How Kafka Tracks Offsets
Under the hood, Kafka stores consumer group reading progress in an internal system topic called __consumer_offsets. When a consumer completes processing a set of messages, it "commits" its offset, notifying Kafka of its new reading position.
You can choose between two main offset committing strategies:
1. Automatic Committing (Auto-Commit)
By setting enable.auto.commit = true, the consumer client will automatically commit offsets in the background at regular intervals (defined by auto.commit.interval.ms, default is 5000ms).
The Risk: If your consumer polls a batch of messages, auto-commits the offset, and then crashes before it finishes processing the actual work, those messages are lost to your business logic because the bookmark has already moved forward.
2. Manual Committing
For critical data pipelines, you should disable auto-commits and commit offsets manually using Java code. You do this in two ways:
- commitSync(): Blocks the thread until the broker acknowledges the commit. It is reliable but adds latency.

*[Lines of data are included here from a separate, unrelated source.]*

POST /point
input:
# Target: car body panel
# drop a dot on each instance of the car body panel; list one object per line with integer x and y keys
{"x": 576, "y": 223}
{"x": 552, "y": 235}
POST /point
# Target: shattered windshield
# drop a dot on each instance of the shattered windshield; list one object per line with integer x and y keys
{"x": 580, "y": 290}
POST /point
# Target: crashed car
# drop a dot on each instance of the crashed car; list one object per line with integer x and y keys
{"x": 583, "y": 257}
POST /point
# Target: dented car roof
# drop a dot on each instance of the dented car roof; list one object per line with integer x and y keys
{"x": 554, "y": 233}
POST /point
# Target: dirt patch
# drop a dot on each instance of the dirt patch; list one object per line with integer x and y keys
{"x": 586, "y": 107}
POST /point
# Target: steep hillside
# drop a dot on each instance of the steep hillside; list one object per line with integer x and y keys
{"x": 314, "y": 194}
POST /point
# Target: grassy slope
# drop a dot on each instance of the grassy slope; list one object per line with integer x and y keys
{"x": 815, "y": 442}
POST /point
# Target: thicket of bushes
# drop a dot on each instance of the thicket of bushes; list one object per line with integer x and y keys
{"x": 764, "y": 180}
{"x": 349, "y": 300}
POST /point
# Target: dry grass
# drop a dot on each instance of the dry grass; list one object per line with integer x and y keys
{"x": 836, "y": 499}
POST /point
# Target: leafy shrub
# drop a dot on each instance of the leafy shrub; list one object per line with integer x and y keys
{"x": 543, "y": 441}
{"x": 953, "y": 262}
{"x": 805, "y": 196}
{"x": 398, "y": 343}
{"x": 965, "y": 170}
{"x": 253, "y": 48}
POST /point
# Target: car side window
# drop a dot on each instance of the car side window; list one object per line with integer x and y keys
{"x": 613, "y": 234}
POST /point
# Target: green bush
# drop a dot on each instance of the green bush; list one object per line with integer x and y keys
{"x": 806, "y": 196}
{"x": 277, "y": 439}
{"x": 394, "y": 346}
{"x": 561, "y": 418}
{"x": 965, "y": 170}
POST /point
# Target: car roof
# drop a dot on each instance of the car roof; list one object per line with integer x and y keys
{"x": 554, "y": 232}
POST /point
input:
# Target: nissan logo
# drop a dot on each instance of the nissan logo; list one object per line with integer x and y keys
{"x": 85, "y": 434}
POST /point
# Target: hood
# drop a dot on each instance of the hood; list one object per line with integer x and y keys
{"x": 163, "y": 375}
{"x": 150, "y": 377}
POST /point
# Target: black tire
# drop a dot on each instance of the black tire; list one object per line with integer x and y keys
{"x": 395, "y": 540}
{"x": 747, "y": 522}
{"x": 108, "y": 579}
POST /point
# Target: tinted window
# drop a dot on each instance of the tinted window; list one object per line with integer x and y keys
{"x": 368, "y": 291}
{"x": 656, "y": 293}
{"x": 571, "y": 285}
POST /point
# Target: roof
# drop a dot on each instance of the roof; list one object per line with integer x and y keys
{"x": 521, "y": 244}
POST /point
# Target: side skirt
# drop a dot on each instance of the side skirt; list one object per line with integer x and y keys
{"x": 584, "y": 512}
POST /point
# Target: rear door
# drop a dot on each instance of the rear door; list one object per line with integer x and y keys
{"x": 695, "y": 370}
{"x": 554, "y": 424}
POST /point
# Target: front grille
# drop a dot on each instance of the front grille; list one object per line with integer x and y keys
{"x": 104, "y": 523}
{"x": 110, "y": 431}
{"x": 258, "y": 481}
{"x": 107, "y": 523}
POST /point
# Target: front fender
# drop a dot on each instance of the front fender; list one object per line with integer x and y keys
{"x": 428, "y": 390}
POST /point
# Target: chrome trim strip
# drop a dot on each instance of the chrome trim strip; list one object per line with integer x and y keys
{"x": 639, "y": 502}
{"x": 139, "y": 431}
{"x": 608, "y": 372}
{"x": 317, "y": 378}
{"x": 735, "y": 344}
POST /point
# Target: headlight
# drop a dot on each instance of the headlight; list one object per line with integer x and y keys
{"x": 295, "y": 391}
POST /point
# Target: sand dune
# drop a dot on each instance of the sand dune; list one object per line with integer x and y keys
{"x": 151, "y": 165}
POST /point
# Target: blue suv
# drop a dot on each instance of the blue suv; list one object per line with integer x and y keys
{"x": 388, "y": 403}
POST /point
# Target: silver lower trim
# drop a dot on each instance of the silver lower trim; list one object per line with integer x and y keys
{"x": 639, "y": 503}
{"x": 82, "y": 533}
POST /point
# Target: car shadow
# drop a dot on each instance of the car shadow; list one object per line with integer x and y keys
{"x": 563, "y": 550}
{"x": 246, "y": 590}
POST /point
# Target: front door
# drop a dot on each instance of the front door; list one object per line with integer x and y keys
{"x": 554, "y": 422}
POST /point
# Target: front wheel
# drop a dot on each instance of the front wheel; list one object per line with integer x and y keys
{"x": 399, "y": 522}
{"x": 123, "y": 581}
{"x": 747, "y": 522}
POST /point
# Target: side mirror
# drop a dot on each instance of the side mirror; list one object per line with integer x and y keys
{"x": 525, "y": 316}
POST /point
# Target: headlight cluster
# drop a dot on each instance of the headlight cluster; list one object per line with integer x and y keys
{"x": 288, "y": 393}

- commitAsync(): Non-blocking. It fires the commit request and continues processing. It is highly efficient but cannot automatically retry on failures.
Manual Offset Commit Example in Java
Here is how to disable auto-commits and run a manual, safe processing loop in Java:
import org.apache.kafka.clients.consumer.*;
import java.time.Duration;
import java.util.*;
Properties props = new Properties();
props.put("bootstrap.servers", "localhost:9092");
props.put("group.id", "order-processors");
props.put("key.deserializer", "org.apache.kafka.common.serialization.StringDeserializer");
props.put("value.deserializer", "org.apache.kafka.common.serialization.StringDeserializer");
// 1. Disable Auto-Commit
props.put("enable.auto.commit", "false");
KafkaConsumer consumer = new KafkaConsumer<>(props);
consumer.subscribe(Collections.singletonList("orders"));
try {
while (true) {
ConsumerRecords records = consumer.poll(Duration.ofMillis(100));
for (ConsumerRecord record : records) {
// 2. Process message
System.out.printf("Processing: key=%s, value=%s%n", record.key(), record.value());
}
// 3. Commit offset manually after processing completes successfully
if (!records.isEmpty()) {
consumer.commitSync();
}
}
} finally {
consumer.close();
}
Conclusion
Offsets are the glue that allows Kafka consumers to remain stateless and resilient. In production environments, always prefer **manual offset commits** and ensure that you only commit offsets after your business logic finishes successfully to prevent data loss.